In part of an extended process of defining categories of soldiers within the IDF which is near completion, the IDF is expected to define some of its cyber units as attack units.

IDF soldiers engaged in cyber security – Photo:

The IDF spokesman only officially confirmed that defining “who is a ‘combatant'” in the IDF had been “approved and agreed to by [Lt. Gen.

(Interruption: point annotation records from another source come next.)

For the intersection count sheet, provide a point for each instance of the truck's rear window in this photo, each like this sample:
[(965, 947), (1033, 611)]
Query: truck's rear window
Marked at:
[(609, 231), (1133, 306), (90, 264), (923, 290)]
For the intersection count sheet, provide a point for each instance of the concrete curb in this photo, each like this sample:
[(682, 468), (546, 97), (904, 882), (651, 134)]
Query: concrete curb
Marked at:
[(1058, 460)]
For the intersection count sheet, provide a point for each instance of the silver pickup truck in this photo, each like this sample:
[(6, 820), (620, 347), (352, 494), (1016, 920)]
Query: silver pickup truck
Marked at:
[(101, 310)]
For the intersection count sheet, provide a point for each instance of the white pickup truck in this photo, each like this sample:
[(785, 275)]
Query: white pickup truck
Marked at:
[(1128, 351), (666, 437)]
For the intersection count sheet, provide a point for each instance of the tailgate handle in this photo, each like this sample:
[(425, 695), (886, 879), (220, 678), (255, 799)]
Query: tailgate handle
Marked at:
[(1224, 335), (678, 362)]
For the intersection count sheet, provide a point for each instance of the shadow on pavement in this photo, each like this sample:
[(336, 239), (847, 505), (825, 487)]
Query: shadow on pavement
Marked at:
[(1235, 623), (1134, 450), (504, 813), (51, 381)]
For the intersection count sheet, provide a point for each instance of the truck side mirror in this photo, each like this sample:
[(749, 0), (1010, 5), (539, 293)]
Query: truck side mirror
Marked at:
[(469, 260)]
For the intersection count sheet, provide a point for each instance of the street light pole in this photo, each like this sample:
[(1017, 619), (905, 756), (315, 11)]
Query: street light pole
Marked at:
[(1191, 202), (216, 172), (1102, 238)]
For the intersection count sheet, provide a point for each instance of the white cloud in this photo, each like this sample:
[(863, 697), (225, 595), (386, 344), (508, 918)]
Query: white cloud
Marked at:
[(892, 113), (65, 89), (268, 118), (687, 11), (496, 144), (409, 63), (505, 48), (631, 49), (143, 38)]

Benny Ganz] the Chief-of-Staff” and would be “distributed” throughout “relevant units” in the IDF after an additional approval from Gantz.

But in light of a highly specific May 29 online statement by the IDF (subsequently removed) on the issue plus the IDF confirmation that the same process under discussion in May has gotten approvals at the highest level, it appears that the new definitions from the May statement are going forward.

Essentially, the expected change defines four categories of soldiers: full-fledged combatants, battle soldiers, facilitators of attacking weapons and home-front soldiers.

Full-fledged combatants are those whose “lives are in immediate physical danger,” battle soldiers are those who are on the battlefield with the combatants, but fulfilling only support functions and facilitators of attacking weapons could be long-range artillery or, more notably cyber units.

The inclusion of cyber units in a category distinguish for using attacking weapons is one of the few times that any Israeli official has publicly recognized that Israeli cyber units are used for attack purposes and not only defensive purposes, and stood out among the new definitions.

Asked about the change, former IDF international law division head Col. (res.) Liron Libman said that a key question was “what was the goal of the new definitions?”

Libman dismissed the definitions being turned for use against Israel.

For example, even to try to recast some non-state hostile actors (terrorists not connected with a country) as being civilians or less than combatants, and trying to make them immune to attack by the IDF, would run into the law of armed conflict’s rules.

He said that those rules already widely define combatants as including those facilitating hostilities even if they themselves are not fighting in a direct and physical way.

Libman added that having a spectrum of combatant was probably more a symbolic change to maintain the exclusivity of the “fighting soldier” in an age of modern technologies blurring those boundaries.

But he did agree that it was noteworthy that the expected new definitions officially recognized cyber units as offensive and not merely defensive.